Sam felt the crick in his neck before he opened his eyes. His face was pressed against a hard surface, and he knew he’d fallen asleep in front of the laptop again. He wondered what time it was and decided he should probably get up from where he was lying because the moisture was starting to soak through...

...Moisture?

Alarmed and fully awake now, he sat up quickly, blinking, and found himself sitting on damp ground in freaking Frontierland.

Dean, his father, his weapons...they were nowhere in sight. And neither was anyone else.

Rising to his feet, he backed toward the side of a house, not wanting anything to be able to sneak up behind him. Instead of the wood paneling, however, he stepped backward into flesh.

Jumping, he whirled away. A man stood there, dressed as a worker. There was something unsettling about how unperturbed the man was—by the emptiness of the surroundings as well as by the fact that someone had almost stepped on him. Still, since there was no one else around, Sam cleared his throat and said cautiously, “Uh, hi. I’m...kinda lost. Could you tell me where we are?”

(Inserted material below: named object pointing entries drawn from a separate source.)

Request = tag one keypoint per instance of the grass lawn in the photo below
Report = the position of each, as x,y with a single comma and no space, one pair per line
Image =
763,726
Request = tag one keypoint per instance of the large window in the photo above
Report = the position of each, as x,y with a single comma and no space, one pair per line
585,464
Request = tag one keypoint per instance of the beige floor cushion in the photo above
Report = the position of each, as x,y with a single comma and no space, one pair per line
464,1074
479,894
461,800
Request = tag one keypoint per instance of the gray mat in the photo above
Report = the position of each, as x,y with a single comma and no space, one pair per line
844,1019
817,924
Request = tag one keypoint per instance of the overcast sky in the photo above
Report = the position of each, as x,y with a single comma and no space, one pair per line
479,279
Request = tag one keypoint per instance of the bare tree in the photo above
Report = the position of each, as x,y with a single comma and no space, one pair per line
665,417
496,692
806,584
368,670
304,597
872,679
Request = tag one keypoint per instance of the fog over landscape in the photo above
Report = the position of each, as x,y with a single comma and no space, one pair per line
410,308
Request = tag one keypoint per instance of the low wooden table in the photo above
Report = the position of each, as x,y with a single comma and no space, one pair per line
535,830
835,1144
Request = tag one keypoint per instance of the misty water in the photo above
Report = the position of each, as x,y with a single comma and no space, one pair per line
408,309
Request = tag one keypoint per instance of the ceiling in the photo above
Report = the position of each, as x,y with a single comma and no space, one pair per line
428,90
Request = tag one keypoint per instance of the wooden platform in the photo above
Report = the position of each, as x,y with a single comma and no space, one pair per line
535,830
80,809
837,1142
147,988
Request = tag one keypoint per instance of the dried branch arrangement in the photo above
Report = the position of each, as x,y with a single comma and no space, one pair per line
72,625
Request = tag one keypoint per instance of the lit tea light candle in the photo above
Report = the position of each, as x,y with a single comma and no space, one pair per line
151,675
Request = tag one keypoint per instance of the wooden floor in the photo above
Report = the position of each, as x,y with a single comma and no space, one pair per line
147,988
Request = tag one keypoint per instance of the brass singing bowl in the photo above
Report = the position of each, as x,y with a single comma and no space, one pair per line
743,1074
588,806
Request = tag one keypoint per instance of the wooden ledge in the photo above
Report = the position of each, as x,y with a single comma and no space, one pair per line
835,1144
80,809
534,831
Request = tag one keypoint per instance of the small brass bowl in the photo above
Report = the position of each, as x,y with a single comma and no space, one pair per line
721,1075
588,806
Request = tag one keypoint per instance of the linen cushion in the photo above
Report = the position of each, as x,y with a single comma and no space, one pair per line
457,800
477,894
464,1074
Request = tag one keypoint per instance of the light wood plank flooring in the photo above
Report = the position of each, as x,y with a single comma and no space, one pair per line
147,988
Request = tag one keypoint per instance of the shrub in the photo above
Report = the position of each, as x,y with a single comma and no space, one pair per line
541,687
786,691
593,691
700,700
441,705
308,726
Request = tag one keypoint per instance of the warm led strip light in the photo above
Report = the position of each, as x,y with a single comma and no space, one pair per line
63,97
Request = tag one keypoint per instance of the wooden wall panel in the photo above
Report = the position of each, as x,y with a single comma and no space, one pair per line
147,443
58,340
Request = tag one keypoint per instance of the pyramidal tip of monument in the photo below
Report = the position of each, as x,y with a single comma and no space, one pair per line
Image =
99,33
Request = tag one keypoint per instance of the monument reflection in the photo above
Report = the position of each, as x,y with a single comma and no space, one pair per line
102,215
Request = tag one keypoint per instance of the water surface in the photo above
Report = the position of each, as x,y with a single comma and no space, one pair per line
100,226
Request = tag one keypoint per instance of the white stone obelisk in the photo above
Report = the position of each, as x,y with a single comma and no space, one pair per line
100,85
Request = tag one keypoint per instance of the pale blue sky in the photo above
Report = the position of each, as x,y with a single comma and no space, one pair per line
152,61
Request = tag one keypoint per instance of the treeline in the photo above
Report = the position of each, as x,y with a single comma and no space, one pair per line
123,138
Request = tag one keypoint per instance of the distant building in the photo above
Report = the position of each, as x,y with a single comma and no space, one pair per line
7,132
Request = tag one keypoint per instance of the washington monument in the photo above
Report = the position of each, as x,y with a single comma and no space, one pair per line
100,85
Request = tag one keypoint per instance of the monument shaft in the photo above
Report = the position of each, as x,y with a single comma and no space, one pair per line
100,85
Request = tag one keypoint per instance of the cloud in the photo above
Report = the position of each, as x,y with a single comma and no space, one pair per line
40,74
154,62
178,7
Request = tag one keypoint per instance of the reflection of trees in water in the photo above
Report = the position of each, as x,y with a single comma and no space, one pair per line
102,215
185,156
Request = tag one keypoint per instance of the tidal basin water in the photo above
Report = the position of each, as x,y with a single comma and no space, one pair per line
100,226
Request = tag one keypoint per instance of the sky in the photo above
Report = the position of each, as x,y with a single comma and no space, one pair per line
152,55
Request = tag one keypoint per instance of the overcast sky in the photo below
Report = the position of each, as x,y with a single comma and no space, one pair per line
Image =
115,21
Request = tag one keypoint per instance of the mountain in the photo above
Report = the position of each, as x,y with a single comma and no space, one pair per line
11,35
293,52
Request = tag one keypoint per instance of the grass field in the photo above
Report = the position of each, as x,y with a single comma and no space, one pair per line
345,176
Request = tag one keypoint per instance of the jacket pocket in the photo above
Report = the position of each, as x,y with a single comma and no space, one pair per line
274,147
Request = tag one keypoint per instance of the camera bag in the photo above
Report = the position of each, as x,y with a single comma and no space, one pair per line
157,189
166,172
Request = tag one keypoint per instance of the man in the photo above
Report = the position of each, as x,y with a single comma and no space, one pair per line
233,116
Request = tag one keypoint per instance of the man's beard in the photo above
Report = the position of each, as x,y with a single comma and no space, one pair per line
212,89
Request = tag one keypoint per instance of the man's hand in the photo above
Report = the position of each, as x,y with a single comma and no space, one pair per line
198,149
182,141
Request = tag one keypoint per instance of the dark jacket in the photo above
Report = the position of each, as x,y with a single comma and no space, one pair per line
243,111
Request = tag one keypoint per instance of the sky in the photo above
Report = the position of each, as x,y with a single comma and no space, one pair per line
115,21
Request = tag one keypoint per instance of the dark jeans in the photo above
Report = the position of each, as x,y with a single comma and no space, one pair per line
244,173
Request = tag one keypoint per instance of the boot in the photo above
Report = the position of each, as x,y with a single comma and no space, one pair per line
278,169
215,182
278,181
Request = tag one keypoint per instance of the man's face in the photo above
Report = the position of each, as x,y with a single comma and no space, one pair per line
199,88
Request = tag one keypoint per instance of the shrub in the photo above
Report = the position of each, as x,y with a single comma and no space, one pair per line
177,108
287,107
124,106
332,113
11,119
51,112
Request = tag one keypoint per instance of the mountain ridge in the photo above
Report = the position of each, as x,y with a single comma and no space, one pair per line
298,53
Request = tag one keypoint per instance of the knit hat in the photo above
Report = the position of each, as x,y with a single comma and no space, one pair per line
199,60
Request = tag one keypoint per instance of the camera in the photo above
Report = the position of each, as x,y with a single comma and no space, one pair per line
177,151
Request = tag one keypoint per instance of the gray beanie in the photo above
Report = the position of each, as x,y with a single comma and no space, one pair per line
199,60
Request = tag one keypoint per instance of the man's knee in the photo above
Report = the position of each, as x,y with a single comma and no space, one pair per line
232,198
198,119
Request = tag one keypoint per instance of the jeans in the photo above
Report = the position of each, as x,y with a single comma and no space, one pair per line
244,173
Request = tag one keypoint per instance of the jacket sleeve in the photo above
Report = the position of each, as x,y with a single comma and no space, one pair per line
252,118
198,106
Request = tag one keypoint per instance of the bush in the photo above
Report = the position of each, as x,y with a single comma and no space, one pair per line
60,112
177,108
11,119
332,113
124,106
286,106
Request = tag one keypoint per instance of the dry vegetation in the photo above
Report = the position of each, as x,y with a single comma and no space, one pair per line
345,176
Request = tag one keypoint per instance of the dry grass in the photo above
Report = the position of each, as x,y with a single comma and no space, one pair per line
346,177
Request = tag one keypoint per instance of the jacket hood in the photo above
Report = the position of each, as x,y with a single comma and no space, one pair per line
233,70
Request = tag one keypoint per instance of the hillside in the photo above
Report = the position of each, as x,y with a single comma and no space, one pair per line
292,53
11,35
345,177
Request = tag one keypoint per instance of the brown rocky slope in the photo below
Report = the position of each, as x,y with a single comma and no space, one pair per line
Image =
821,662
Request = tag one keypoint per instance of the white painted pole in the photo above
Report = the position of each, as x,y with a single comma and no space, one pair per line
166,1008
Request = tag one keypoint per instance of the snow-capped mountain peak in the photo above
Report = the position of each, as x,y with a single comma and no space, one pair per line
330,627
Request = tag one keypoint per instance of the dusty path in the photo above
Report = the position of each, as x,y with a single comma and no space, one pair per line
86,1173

The man raised an eyebrow, saying, “Oh, sure I could.” He blinked, and yellow suffused his eyes.

A spike of fear jolted through Sam. “You.”

The yellow-eyed demon smiled. “Howdy, Sam.” The smile, which had seemed so welcoming in his dreams, now looked only predatory.

“What did you do?” he snarled, taking a few steps backward. “Where the hell am I?”

The demon spread his arms. “Welcome to Cold Oak. D’you like it?”

Sam shivered despite himself. Cold Oak, South Dakota—it was the most haunted town he knew of. It certainly explained why there was no one else here.

He opened his mouth to speak, only to close it again before he could say, ‘You lied to me.’ He shook his head in stunned disgust when he realized part of him actually felt hurt at the betrayal. “What do you want, demon?” he spat instead, then, “Christo!

The demon tsked, his yellow eyes unblinking. “Sammy. You think silly tricks like that will work on me? I’m not just a demon, you know.”

Sam stiffened and resisted the childish urge to say ‘Don’t call me Sammy,’ because hadn’t the demon called him that dozens of times before in his dreams? “I know what you are. You’re one of the Grigori.”

“You can give me whatever mortal names you want, kid. Me? I go by Azazel.”

Azazel. The seducer of mankind himself.

“What do you want?” Sam asked again.

“Just what I’ve wanted all along,” Azazel told him. “Progress.”

What? Sam stared hard at him, as if he could read an explanation in the unmoving eyes. “Some progress,” he said. “Looks a lot more like murder to me.”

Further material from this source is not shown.